Shankar Vallabhajosula, PhD, professor of radiochemistry in the department of radiology at the Weill Cornell Medical College of Cornell University in New York City, led investigations into how cocaine vaccinations work to prevent further drug abuse.
The vaccine is a disrupted adenovirus called dAd5GNE, and was engineered by Ronald Crystal, MD, professor and chairman of genetic medicine also from Weill Cornell Medical College. The vaccine’s design takes a cocaine-like molecule and piggy backs it onto a section of the common cold virus.
The cold virus is used to get the attention of the immune system, which then triggers antibodies to attack the virus. Later, when cocaine enters the body, the antibodies caused from the vaccination will bind to the cocaine and stop it from entering the brain.
Unless cocaine is allowed to enter the brain to bind with the neurotransmitter dopamine, it cannot enter the pleasure center of the brain to produce its euphoric effect.
In order to prove the action of the vaccine, scientists needed to come up with real evidence of its actions by injecting the vaccine into the body and doing a positron emission tomography (PET) scan.
Researchers are using the PET scan for this test by injecting imaging probes that bind to the same dopamine transporters that the cocaine vaccine prevents the cocaine from attaching to.

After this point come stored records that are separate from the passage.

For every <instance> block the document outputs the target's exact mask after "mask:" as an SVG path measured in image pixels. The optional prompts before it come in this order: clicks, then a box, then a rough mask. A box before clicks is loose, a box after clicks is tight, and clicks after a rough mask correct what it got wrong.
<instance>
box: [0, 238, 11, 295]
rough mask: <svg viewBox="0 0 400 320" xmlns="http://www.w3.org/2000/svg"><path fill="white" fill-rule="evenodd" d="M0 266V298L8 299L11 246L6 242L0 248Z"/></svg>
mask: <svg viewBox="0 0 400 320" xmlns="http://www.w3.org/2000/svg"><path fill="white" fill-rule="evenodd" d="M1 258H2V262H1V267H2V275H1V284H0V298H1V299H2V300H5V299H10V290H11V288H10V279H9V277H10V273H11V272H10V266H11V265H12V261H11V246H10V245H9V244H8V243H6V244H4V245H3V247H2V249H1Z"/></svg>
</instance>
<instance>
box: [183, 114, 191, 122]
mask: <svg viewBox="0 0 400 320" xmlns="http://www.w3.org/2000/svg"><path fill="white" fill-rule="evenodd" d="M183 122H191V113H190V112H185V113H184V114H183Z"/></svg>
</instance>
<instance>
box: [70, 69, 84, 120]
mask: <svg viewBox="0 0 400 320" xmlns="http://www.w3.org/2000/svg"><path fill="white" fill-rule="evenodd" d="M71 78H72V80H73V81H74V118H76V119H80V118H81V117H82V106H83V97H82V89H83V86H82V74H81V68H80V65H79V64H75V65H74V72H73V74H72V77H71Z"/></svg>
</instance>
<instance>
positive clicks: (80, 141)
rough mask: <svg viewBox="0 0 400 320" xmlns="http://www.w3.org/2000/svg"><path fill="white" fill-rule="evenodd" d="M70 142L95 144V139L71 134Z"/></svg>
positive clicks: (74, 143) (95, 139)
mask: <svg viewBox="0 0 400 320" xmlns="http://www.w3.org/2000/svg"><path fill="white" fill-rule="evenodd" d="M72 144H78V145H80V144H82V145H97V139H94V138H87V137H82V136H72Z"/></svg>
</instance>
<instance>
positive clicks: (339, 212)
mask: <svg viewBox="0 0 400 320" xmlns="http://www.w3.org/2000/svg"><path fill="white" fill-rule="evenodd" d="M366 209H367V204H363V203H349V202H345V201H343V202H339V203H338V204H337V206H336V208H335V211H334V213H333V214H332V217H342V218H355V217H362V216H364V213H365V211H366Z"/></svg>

Vallabhajosula states: “Vaccination offers a whole new treatment paradigm for drug addiction. Not only can molecular imaging, based on a dopamine transporter (DAT) PET scan, provide objective proof that this vaccine is working as a treatment for cocaine addiction but it could also potentially be used to assess the effectiveness of vaccines for heroin, nicotine and other addictions.”
“This study reaffirms the beauty of the vaccine and demonstrates that PET imaging with tracers targeting dopamine centers in the brain are a powerful tool for assessing addiction.”
The dAd5GNE vaccine is still in preclinical animal testing stages, and not yet available to the public. The results are promising for the future of drug abuse prevention.
Data from the National Institute on Drug Abuse claims that 1.4 million people in the United States were known to be addicted to cocaine in 2008 alone. People between 18 and 25 years of age make up the most common demographic for cocaine abuse.
This study was presented at the Society of Nuclear Medicine’s 59th Annual Meeting, June 9, 2012, Miami Beach, Florida. No financial information was given.